A Great Event…Unless You Have Accessibility Issues!

On the surface it sounds an all-round great idea:  a magnificent cathedral using a popular Lego exhibition to raise a vast sum of money for their education fund that, at the same time, provides swathes of families and tourists with something fun, educational and of wider interest than solely religion during the hectic school holiday period.  Everyone’s a winner, right?


My first gripe is that the cathedral seems to have reduced the age at which families are expected to pay for toddlers from the widely accepted 3 years of age to 2 years of age.  Zoos, animal farms, festivals, in fact all manner of places these days, generally offer free entry up to 3 years of age.  Some even offer free up until 5 years of age.  Not here.

To put this in perspective, the exhibition was solely about Lego not Duplo, its toddler-friendly sibling.  The activity tables, where children could build for themselves, contained Lego, not Duplo.  Yes, the same Lego frequently avoided by parents of toddlers for its ease of swallowing characteristics.  Instead, we choose to buy Lego’s well-loved, chunkier, fatter sibling, which is not only less likely to result in a trip to A&E and the resulting painful poo, but is also easier for little hands to manipulate and build with.

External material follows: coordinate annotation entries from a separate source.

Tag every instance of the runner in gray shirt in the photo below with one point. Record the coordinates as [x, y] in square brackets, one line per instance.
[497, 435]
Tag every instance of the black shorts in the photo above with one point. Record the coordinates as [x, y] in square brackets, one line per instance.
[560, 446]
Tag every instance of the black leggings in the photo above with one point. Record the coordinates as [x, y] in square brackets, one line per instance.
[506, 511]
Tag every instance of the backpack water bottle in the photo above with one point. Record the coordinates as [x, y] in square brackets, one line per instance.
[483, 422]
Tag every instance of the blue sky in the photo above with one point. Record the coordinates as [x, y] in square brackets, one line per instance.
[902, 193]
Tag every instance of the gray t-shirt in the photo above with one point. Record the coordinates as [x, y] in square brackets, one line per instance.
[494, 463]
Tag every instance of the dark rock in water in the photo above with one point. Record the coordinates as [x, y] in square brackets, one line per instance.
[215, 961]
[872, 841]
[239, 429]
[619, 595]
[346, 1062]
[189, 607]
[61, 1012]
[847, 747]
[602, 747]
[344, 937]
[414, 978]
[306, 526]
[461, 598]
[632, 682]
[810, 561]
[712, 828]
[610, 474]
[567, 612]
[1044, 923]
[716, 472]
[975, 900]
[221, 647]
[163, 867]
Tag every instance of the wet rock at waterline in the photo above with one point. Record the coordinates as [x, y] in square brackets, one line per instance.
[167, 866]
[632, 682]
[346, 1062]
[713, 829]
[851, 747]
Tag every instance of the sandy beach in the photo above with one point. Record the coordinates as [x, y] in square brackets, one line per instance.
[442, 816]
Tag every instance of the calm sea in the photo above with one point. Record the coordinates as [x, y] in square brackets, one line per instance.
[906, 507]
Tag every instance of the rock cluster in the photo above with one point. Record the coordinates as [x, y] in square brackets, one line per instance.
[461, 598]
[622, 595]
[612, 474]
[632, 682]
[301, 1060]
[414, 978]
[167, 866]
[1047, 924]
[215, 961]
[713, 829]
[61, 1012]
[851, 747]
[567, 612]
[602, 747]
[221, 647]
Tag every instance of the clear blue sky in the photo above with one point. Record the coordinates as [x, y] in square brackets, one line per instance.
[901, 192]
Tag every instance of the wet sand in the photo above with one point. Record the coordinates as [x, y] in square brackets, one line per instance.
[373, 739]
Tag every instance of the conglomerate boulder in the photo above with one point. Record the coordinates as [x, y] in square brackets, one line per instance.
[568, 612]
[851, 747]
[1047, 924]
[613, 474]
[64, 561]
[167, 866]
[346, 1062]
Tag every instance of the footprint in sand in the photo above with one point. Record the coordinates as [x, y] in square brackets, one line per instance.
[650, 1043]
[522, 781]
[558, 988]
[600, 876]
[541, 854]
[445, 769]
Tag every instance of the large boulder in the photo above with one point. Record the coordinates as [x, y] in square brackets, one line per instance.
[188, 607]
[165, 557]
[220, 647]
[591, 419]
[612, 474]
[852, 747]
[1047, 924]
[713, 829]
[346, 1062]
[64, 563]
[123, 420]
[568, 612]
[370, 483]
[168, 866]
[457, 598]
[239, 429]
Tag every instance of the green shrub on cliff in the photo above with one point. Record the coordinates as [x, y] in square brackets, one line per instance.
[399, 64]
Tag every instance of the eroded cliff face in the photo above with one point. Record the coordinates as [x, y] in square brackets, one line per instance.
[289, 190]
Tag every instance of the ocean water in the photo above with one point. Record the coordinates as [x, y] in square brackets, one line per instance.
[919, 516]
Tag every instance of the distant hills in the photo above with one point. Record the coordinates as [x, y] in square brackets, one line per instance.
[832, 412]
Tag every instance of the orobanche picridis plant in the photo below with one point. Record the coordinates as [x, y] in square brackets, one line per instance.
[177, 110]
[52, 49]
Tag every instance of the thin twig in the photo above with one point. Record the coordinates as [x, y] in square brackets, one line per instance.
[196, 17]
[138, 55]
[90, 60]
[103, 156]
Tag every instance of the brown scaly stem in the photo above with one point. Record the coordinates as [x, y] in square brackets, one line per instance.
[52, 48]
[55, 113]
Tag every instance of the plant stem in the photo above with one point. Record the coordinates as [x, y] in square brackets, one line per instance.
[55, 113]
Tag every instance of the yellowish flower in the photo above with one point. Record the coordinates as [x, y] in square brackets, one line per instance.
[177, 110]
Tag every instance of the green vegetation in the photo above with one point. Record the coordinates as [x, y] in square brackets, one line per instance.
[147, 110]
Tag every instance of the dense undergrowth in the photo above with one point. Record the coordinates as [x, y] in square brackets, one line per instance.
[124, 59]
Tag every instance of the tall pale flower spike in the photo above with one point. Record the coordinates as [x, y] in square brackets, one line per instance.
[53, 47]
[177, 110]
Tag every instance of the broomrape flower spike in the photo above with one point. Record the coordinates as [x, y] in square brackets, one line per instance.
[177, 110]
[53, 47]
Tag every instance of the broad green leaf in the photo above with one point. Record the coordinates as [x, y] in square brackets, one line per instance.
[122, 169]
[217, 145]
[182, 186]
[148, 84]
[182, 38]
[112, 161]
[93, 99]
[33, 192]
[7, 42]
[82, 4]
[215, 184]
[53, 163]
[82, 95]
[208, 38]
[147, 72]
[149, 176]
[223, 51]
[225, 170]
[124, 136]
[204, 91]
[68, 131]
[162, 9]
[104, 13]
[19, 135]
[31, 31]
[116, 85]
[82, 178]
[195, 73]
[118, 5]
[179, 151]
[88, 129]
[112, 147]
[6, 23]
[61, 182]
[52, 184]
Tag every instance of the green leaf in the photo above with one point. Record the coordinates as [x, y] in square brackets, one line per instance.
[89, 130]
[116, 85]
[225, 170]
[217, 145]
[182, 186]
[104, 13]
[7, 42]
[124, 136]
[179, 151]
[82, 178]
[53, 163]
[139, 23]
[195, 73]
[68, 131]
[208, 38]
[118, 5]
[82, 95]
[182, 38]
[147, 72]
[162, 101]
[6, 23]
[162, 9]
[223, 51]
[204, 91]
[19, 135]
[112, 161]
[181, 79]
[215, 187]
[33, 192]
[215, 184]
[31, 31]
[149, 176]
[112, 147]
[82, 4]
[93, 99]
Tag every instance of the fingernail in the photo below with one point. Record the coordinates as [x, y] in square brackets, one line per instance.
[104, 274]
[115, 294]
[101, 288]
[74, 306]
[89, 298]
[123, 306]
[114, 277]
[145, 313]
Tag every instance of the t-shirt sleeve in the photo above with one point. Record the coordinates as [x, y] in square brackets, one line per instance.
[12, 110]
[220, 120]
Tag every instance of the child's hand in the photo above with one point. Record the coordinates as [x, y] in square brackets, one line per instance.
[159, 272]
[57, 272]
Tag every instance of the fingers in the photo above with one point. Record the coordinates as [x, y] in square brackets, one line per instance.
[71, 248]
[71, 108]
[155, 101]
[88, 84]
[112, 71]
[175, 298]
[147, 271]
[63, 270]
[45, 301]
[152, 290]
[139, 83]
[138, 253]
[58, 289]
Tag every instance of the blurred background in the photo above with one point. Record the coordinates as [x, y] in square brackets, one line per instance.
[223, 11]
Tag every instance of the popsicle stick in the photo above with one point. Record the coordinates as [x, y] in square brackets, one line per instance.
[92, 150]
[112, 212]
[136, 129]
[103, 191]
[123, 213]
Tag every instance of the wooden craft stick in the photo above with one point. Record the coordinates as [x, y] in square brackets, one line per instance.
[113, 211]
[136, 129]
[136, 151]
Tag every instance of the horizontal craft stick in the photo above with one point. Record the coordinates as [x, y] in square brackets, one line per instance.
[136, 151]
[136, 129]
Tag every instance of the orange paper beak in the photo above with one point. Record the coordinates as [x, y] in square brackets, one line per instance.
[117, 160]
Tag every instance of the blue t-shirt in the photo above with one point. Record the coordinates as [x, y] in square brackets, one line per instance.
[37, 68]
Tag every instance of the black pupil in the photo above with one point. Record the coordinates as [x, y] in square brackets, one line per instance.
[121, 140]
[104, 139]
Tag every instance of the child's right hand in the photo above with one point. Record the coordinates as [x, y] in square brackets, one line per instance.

Furthermore, inside the exhibition, most of the impressive Lego models are placed within display cases above the eye line of our 2 and a half year old (who is far from small for his age).   As I was on my own (the reason why will be revealed shortly…), I needed to carry him around the whole exhibition just so he could see what was on display.  So, for the pleasure of him having nothing to play with on the tables and being unable to see, we had to pay!

Now, onto my biggest gripe and the reason why I was indeed alone with Jesse inside the exhibition, leaving Nat and Amelie to stew outside.  After paying our fee at the front desk, we proceeded to make our way to the entrance.  We, like countless other people, have two young children and, therefore, have a double buggy.  Now, let’s get one thing straight: double buggies are not uncommon, they are not the abominable snowman of critter transport.  And yet, both the entrance door and the exit door were not even close to being wide enough to allow us to pass through as a family.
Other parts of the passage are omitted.